When the driver turns the car’s key switch to the start position, it sends an electrical voltage to the starter motor. This voltage, through the solenoid, establishes the main power supply to the electric motor through a large cable (16-35 mm2 ) connected to the battery.

As the starter motor starts to rotate, the solenoid simultaneously activates the fork in translation, causing the movement of the freewheel and its pinion, which meshes with the teeth of the engine flywheel’s teeth attached to the crankshaft. The heat engine is driven.

1. Identify the symptoms of starter failure

A possible starter failure may have the following symptoms.

Insufficient engine speed at start-up

– The battery is insufficiently charged or defective.

– Damage to the electric motor of the starter or worn contact brushes.

The starter only makes a clattering sound

The starter is at fault, and its solenoid is defective.

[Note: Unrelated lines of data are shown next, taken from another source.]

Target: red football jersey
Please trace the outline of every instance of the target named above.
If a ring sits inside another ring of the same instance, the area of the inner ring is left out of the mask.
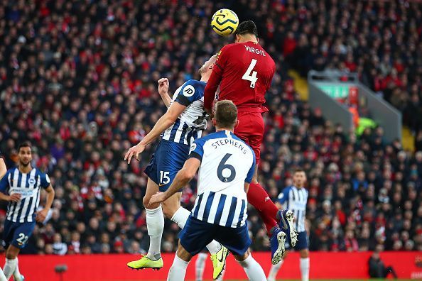
[[[238,108],[260,107],[276,71],[271,57],[258,43],[225,45],[218,54],[204,93],[209,110],[220,86],[218,99],[229,99]]]

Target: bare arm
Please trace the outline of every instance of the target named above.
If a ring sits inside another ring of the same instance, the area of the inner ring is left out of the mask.
[[[48,214],[48,211],[50,211],[50,209],[51,209],[51,205],[53,204],[53,201],[54,200],[54,195],[55,192],[54,192],[51,184],[50,184],[48,187],[45,189],[45,191],[47,192],[47,201],[45,202],[45,206],[44,206],[44,209],[37,213],[37,216],[36,218],[36,221],[38,222],[44,221],[45,217],[47,216],[47,214]]]
[[[152,130],[135,146],[132,146],[124,155],[124,160],[127,159],[128,164],[130,163],[132,157],[139,160],[139,155],[144,150],[145,147],[157,138],[161,133],[168,129],[186,109],[186,106],[175,101],[171,104],[168,110],[157,121]]]
[[[247,182],[244,183],[244,192],[247,194],[249,190],[249,184]]]
[[[161,78],[158,80],[158,94],[163,99],[163,102],[166,104],[167,108],[170,107],[171,103],[171,98],[168,94],[168,79],[167,78]]]
[[[195,177],[196,171],[199,168],[201,162],[195,158],[189,158],[185,162],[182,170],[178,172],[174,178],[173,183],[168,187],[166,192],[157,192],[153,195],[149,200],[148,206],[156,203],[161,203],[166,201],[168,197],[176,193],[178,190],[183,188],[188,182]]]
[[[204,109],[210,116],[214,116],[212,101],[215,99],[215,92],[222,79],[221,74],[215,71],[216,68],[212,70],[212,73],[211,73],[204,92]]]
[[[4,175],[6,175],[6,172],[7,171],[7,168],[6,167],[6,164],[4,163],[4,160],[1,157],[0,157],[0,179],[2,178]]]

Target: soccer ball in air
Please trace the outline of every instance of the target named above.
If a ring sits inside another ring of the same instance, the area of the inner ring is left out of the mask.
[[[212,16],[211,26],[217,34],[227,36],[233,34],[239,25],[237,15],[232,10],[222,9]]]

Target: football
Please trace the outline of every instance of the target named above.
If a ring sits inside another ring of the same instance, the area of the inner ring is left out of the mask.
[[[211,26],[217,34],[227,36],[233,34],[239,25],[239,18],[233,11],[228,9],[218,10],[212,16]]]

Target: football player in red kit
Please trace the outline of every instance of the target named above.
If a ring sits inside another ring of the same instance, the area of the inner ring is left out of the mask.
[[[241,23],[235,34],[236,43],[225,45],[218,54],[205,87],[204,108],[212,114],[212,103],[220,86],[217,99],[229,99],[237,106],[239,123],[234,133],[252,148],[258,163],[264,129],[262,114],[268,111],[263,105],[264,95],[271,86],[276,65],[258,44],[258,32],[252,21]],[[293,213],[288,210],[279,211],[258,183],[256,169],[247,199],[259,212],[270,236],[271,262],[278,263],[284,255],[285,241],[293,247],[296,243]]]

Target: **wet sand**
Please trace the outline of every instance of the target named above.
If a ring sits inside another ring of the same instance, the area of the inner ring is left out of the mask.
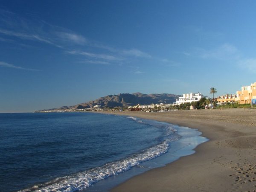
[[[113,192],[256,192],[256,110],[113,114],[198,128],[210,140],[196,152],[136,176]]]

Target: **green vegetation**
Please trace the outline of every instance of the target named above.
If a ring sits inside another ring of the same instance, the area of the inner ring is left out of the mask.
[[[217,93],[217,89],[215,87],[211,87],[210,89],[210,94],[211,95],[213,95],[213,98],[212,100],[214,102],[214,93]],[[213,102],[213,106],[216,107],[216,103],[215,102]]]

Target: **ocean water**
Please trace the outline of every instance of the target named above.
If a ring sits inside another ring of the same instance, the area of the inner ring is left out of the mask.
[[[193,153],[200,134],[131,116],[0,114],[0,191],[107,190]]]

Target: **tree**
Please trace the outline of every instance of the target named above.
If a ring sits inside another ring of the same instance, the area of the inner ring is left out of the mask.
[[[211,108],[210,107],[210,104],[211,104],[211,99],[205,99],[205,100],[204,101],[204,102],[205,103],[206,105],[208,105],[208,107],[209,108],[211,109]]]
[[[211,87],[210,89],[210,94],[211,95],[213,94],[213,98],[212,100],[213,102],[214,102],[214,93],[217,93],[217,89],[215,87]]]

There is no motor rotation and no audible noise

– The power supply to the solenoid is faulty (or the key switch and the power wire).

– If the battery light is fading, the starter, battery or starter power cables (the battery + terminal cable and the ground cable to the body and engine/transmission assembly) may be to blame.

You will therefore need a car mechanic.

2. Check the battery

Before investigating further, the first thing to do is to check the battery. With a multimeter connected to its terminals, read its voltage, which should not be less than 13 volts.

If not, charge or replace it. Seeker Motorsport can help you with that.

3. Check the power supply to the solenoid

– Connect a test light between the power supply lead to the solenoid and a previously tested ground (engine body or battery ground terminal).

– Turn the ignition key on:

o If the light remains off, the starter is not the cause of the fault. Check the power fuse, the key switch and the power line (there are often intermediate connectors on this line which may be the cause).

o If the lamp comes on, the starter, or its main supply, is the cause.

4. Check the starter’s main power supply

5 Steps to Test a Starter

– Check the condition of the battery terminals and, if they are sulphated (white deposit), clean them with water and scrape their surface with a metal blade or a specific cleaning tool.

– Check the tightness and condition of the positive cable connection to the solenoid.

– Check the ground line: in cars, the current return is through the vehicle structure (hence the term “ground”). The drivetrain, a source of parasitic vibrations, is connected to the car’s chassis by silent blocks that isolate it electrically.

Therefore, braids or ground cables connect the engine to the battery and bodywork. It is consequently vital to ensure that these lines are in good condition and that the starter motor is working correctly. If these checks are good, consider removing the starter.

5. Remove the starter and confirm your diagnosis

Before replacing the starter or dismantling it, test it once removed (immobilise it by putting its nose in a vice):

– Connect jumper cables between the battery and the starter (+ to solenoid connection and – to starter earth).

– Supply the + on the solenoid control via a jumper wire connected to the battery.

You should see the same malfunctions as with the starter in place on the vehicle.